Showing posts with label new romance sub-genre. Show all posts
Showing posts with label new romance sub-genre. Show all posts

Saturday, March 30, 2013

Taking The Bounce: Get Back Up and Try Again By: Courtney Leigh


To give y'all a little of Courtney Leigh's background... I graduated from UC Davis (after I studied abroad in Scotland for a year!) with a double BD in Political Science and English. I gave up a plush job to move to Arizona and work part-time at my parents' dog boarding kennel. I did that to start my writing career. Now I'm a published freelance writer, and all the closer to being a published author. We all know it's a matter of the amount of grit and sweat (and sometimes tears!) we're willing to invest, that makes us persevere.

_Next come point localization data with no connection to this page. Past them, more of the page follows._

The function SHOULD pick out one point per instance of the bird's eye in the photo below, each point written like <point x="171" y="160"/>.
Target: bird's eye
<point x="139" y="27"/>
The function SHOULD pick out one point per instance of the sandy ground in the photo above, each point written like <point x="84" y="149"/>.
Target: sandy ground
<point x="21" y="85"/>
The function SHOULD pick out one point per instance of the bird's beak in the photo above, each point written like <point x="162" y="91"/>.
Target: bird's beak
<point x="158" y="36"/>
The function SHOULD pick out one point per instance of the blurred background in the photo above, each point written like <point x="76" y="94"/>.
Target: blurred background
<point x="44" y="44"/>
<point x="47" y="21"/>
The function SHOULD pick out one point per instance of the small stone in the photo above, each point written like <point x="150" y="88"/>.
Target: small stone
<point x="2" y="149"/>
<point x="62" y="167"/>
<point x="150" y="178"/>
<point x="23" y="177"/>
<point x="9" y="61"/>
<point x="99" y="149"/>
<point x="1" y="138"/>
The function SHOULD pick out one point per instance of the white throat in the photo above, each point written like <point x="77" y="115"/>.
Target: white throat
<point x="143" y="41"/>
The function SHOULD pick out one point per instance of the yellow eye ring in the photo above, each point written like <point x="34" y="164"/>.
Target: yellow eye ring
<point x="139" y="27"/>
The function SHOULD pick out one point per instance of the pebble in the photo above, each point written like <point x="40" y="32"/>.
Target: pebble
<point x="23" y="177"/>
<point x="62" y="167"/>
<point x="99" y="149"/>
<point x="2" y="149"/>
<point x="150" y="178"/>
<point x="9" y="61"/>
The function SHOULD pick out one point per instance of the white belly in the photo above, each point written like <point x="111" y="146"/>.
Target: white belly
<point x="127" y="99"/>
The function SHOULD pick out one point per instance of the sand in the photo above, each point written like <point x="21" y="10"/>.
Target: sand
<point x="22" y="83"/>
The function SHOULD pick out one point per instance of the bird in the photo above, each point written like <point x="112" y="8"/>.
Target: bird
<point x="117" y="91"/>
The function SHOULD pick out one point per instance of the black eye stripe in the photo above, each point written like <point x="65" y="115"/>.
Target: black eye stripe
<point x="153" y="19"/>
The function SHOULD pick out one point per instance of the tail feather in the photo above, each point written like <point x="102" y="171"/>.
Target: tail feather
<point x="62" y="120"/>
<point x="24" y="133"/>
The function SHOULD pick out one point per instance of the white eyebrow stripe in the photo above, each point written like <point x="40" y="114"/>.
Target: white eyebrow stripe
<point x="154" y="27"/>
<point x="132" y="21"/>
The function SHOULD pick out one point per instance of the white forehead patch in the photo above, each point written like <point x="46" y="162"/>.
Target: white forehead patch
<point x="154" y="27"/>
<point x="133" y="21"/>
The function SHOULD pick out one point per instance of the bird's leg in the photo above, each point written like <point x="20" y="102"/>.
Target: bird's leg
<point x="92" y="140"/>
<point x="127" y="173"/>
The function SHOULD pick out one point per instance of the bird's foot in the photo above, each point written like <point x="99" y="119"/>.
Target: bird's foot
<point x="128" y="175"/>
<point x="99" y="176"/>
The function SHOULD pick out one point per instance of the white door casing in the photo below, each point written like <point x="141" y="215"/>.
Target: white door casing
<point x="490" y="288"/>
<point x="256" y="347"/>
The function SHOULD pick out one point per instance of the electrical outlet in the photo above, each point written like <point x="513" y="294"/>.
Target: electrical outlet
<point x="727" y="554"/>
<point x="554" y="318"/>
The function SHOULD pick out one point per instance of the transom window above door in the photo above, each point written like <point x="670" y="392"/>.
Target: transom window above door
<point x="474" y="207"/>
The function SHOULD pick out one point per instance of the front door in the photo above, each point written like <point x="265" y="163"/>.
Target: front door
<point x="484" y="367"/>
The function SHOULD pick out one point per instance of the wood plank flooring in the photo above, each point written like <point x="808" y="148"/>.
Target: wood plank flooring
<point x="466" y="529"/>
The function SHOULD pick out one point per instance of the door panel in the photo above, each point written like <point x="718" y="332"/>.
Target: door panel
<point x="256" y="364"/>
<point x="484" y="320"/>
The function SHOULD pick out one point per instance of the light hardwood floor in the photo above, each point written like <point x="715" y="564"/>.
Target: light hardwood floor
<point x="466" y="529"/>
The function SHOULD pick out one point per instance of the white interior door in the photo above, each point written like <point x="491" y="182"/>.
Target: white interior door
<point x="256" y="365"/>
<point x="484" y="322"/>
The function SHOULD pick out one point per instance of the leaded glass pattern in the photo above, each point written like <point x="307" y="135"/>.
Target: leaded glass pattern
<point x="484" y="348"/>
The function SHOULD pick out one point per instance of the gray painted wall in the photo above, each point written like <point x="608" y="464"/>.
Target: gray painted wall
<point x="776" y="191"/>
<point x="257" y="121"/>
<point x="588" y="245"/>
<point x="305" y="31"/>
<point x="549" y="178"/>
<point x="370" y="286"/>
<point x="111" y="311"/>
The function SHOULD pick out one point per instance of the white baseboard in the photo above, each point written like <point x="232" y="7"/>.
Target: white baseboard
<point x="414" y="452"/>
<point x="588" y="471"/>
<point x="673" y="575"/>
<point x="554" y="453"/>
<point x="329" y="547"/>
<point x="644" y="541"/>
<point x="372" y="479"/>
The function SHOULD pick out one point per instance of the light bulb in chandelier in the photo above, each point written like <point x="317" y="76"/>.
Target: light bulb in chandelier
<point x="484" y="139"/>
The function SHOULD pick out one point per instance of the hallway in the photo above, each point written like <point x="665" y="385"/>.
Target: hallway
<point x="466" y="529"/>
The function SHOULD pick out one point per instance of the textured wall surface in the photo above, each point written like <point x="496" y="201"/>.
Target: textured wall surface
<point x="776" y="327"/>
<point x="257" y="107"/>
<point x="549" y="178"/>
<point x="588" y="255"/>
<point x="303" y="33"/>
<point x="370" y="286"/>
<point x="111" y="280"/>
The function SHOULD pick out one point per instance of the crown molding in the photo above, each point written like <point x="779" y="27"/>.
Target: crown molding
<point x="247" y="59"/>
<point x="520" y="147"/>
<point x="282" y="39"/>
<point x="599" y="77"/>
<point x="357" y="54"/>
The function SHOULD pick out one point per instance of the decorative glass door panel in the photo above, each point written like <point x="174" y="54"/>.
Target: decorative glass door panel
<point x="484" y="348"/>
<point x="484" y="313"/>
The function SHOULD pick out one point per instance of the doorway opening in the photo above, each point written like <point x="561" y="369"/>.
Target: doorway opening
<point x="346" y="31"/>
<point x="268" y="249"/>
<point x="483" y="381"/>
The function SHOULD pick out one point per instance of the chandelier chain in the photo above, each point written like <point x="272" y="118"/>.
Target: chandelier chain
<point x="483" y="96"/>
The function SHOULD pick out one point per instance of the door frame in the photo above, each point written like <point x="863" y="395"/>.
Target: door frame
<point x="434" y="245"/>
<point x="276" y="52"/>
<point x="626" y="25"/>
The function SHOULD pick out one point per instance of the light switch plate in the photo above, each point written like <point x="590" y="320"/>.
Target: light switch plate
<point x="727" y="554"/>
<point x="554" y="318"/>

It was a journey for me to find my fiction genre. But once I made the commitment to 20th century historical romance, I had a former editor from Harper & Row tell me my writing was absolutely superb (yay!), but 1940s war-time romance didn't sell (argh). I got that a lot in the responses I received to queries from agents and editors alike. This is the blurb for Seasons of Change...

A soulful love that transcends the atrocities of WWII Europe...

American expatriate and Resistance legend, Evangeline, vows to lay down her gun. Only upon Colt's insistence, an American soldier whose love promises a happiness she feels unworthy of, Evangeline agrees to leave Europe and returns to her family's Texas cattle ranch. Her personal war has just begun.

As she waits for Colt stateside, she must face the demons from her past for the sake of her future. When love and happiness are the prize, will her resolve be enough to defeat a home front enemy she never encountered as a spy in Europe?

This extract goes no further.